To estimate the postdilution sensitivities of RT–PCR tests with different maximum numbers of PCR cycles, we combined two datasets. First, we used the mean and standard deviations of the number of additional PCR cycles required for a positive detection, after a k-fold dilution of a positive specimen (Fig. 2, showing the data in Extended Data Table 3). Second, we used the mean and standard deviation of Ct values for positive specimens sampled from a target population. We combined (or, more accurately, convolved) the two probability distributions, represented as Gaussians to calculate the sensitivity of a ≤x cycle PCR test as the probability that the Ct value of a k-fold diluted positive specimen sampled from the same population will be ≤x. Using a representative sample of 33 positive specimens identified during clinical screening for SARS-CoV-2 in Rwanda (Extended Data Table 3), we estimate that a ≤40-cycle PCR test targeting the SARS-CoV-2 N (or orf1ab) gene, respectively, has postdilution sensitivities for 20-, 50- and 100-fold dilutions of 95%, 92% and 89% (or 86%, 82% and 77%, respectively). For a ≤44-cycle PCR test targeting the N (or orf1ab) gene, we obtain postdilution sensitivities for 20-, 50- and 100-fold dilutions of 99%, 98% and 98% (or 96%, 94 and 92%), respectively. As mentioned in the paper, a maximum of 44 PCR cycles was used in the recent study of pooled testing for SARS-CoV-2 in Israel10.
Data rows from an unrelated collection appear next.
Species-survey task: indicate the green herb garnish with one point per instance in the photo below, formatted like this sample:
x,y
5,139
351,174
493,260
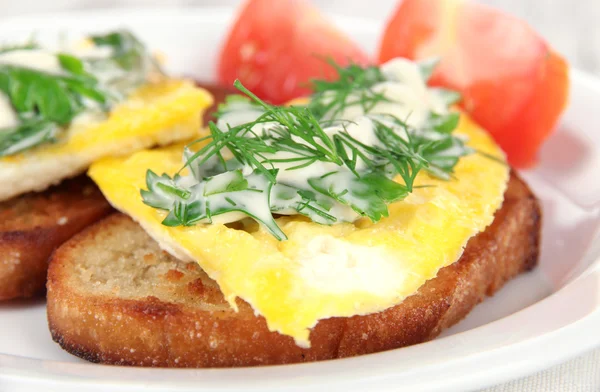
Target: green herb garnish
x,y
353,179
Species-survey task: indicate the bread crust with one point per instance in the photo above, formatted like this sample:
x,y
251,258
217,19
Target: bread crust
x,y
183,321
33,225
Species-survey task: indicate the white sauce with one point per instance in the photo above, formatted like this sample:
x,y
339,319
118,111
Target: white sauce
x,y
37,59
8,116
334,266
409,100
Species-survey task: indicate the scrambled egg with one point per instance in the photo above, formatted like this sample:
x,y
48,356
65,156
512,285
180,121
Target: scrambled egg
x,y
325,271
155,114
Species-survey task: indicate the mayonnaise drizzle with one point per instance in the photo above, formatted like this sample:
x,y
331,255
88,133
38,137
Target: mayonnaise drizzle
x,y
36,59
407,98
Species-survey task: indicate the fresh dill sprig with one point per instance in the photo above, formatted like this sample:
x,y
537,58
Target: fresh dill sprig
x,y
342,177
45,103
331,97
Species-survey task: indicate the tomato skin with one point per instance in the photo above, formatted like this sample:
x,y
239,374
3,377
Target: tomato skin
x,y
277,46
510,81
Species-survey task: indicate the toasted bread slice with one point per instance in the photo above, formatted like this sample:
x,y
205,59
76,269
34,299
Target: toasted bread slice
x,y
114,297
33,225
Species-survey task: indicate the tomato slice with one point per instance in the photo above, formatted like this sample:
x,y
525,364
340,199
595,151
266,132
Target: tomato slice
x,y
511,81
277,46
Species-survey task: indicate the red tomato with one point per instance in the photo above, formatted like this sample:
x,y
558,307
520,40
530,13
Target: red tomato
x,y
512,84
277,46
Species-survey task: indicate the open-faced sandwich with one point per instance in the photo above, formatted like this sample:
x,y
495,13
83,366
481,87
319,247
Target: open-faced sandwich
x,y
369,214
60,110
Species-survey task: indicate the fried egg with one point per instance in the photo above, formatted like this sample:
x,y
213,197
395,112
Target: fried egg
x,y
158,113
323,271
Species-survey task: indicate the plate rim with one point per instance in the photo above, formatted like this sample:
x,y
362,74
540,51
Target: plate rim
x,y
15,368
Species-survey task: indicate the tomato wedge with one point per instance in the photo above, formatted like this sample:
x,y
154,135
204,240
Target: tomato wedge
x,y
277,46
512,83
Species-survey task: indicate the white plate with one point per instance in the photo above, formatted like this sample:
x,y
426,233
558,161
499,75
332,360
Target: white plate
x,y
537,320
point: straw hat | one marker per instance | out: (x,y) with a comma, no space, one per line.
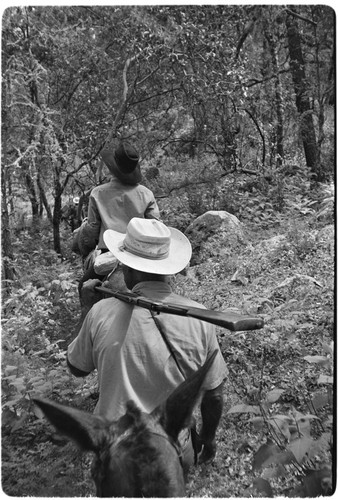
(150,246)
(123,162)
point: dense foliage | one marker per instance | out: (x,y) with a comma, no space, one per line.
(231,108)
(276,433)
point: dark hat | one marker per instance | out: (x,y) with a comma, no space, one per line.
(123,162)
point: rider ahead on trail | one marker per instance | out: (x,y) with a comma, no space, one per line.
(113,204)
(140,355)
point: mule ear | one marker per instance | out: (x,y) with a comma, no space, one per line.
(88,431)
(176,411)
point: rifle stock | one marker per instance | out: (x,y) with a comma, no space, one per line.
(226,319)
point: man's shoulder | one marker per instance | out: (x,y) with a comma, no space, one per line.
(143,189)
(101,187)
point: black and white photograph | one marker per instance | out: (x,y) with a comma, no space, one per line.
(168,245)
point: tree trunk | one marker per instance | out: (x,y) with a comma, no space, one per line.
(297,65)
(278,94)
(8,270)
(57,212)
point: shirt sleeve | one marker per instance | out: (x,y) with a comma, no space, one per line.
(91,229)
(80,351)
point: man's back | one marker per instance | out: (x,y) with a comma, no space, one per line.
(126,346)
(112,205)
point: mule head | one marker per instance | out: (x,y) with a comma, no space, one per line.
(136,455)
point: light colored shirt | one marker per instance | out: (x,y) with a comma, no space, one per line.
(123,343)
(112,206)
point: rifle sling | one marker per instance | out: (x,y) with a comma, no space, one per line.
(167,343)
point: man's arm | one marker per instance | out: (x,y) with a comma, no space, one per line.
(211,411)
(91,228)
(75,371)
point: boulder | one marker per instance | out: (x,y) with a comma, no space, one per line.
(214,233)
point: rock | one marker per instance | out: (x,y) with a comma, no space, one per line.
(215,233)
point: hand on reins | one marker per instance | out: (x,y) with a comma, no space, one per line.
(89,296)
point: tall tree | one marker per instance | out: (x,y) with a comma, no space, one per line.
(306,124)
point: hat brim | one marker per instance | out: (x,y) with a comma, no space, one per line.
(133,178)
(178,258)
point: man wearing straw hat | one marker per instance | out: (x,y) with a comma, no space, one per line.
(112,205)
(140,355)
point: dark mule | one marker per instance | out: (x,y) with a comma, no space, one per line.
(139,455)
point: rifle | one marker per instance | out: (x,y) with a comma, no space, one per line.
(226,319)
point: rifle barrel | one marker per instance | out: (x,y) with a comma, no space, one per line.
(226,319)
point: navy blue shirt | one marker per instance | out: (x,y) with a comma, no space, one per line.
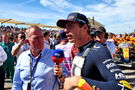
(99,70)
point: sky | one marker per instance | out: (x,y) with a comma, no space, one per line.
(117,16)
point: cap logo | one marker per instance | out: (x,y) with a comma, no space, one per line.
(57,54)
(71,17)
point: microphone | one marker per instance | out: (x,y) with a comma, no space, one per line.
(58,56)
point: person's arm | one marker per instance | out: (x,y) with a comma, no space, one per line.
(3,55)
(109,71)
(17,82)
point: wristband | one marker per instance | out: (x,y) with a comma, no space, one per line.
(83,85)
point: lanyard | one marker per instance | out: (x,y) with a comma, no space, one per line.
(33,69)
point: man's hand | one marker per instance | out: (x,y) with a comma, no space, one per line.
(71,82)
(57,70)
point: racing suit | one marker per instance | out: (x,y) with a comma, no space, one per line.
(98,69)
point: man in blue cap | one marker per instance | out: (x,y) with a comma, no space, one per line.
(93,67)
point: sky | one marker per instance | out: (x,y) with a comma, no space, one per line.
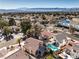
(13,4)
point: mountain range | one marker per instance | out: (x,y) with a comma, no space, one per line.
(40,10)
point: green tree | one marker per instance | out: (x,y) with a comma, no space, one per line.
(19,41)
(3,23)
(7,30)
(25,26)
(12,22)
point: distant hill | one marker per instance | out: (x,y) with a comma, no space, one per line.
(40,10)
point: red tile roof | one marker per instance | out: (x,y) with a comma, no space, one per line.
(32,45)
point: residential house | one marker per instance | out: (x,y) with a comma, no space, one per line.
(34,47)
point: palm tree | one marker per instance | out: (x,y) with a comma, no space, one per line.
(19,42)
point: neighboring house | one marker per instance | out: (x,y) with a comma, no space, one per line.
(34,47)
(46,34)
(73,51)
(64,23)
(61,39)
(19,54)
As further checks, we applied the same analysis to (1) an independent sample of 107 positive specimens collected in Rwanda and (2) the previously published dataset10, which consists of the 26 positive specimens identified in the previous study10. From the Rwandan dataset, we estimated that a 40-cycle PCR test targeting the N (or orf1ab) gene, respectively, has postdilution sensitivities for 20-, 50- and 100-fold dilutions of 91%, 88% and 85% (or 85%, 81 and 77%, respectively). For a 44-cycle PCR test targeting the N (or orf1ab) gene, respectively, the predicted sensitivities are 97%, 96% and 95% (or 94%, 92 and 90%). The previously published dataset10 contains Ct values for only one gene—the E gene of SARS-CoV-2. On the basis of the arguments described above, we assume for simplicity that diluting a positive specimen by 20-, 50- and 100-fold adds approximately 5, 6 and 7, respectively, to the original Ct value. Applying these assumptions to the previously published dataset10, we infer postdilution sensitivities for 20-, 50- and 100-fold dilutions of 94%, 92% and 89%, respectively, for a ≤40-cycle PCR test, and 99%, 98% and 97%, for a ≤44-cycle PCR test. These results are comparable to those reported from our experiments. Together, these findings confirm that diluting positive samples does result in a loss of sensitivity, but that much of the loss can be offset by increasing the number of PCR cycles. In particular, sensitivities above 90% can be achieved for 100-fold dilution by using 44 PCR cycles, only 10% more than the number routinely employed.

Ethics approval

Ethics approval was obtained from the Rwanda National Ethics Committee (FWA Assurance No. 00001973 IRB 00001497 of IORG0001100/20March2020) and written informed consent was obtained from the participants.

Reporting summary

Further information on research design is available in the Nature Research Reporting Summary linked to this paper.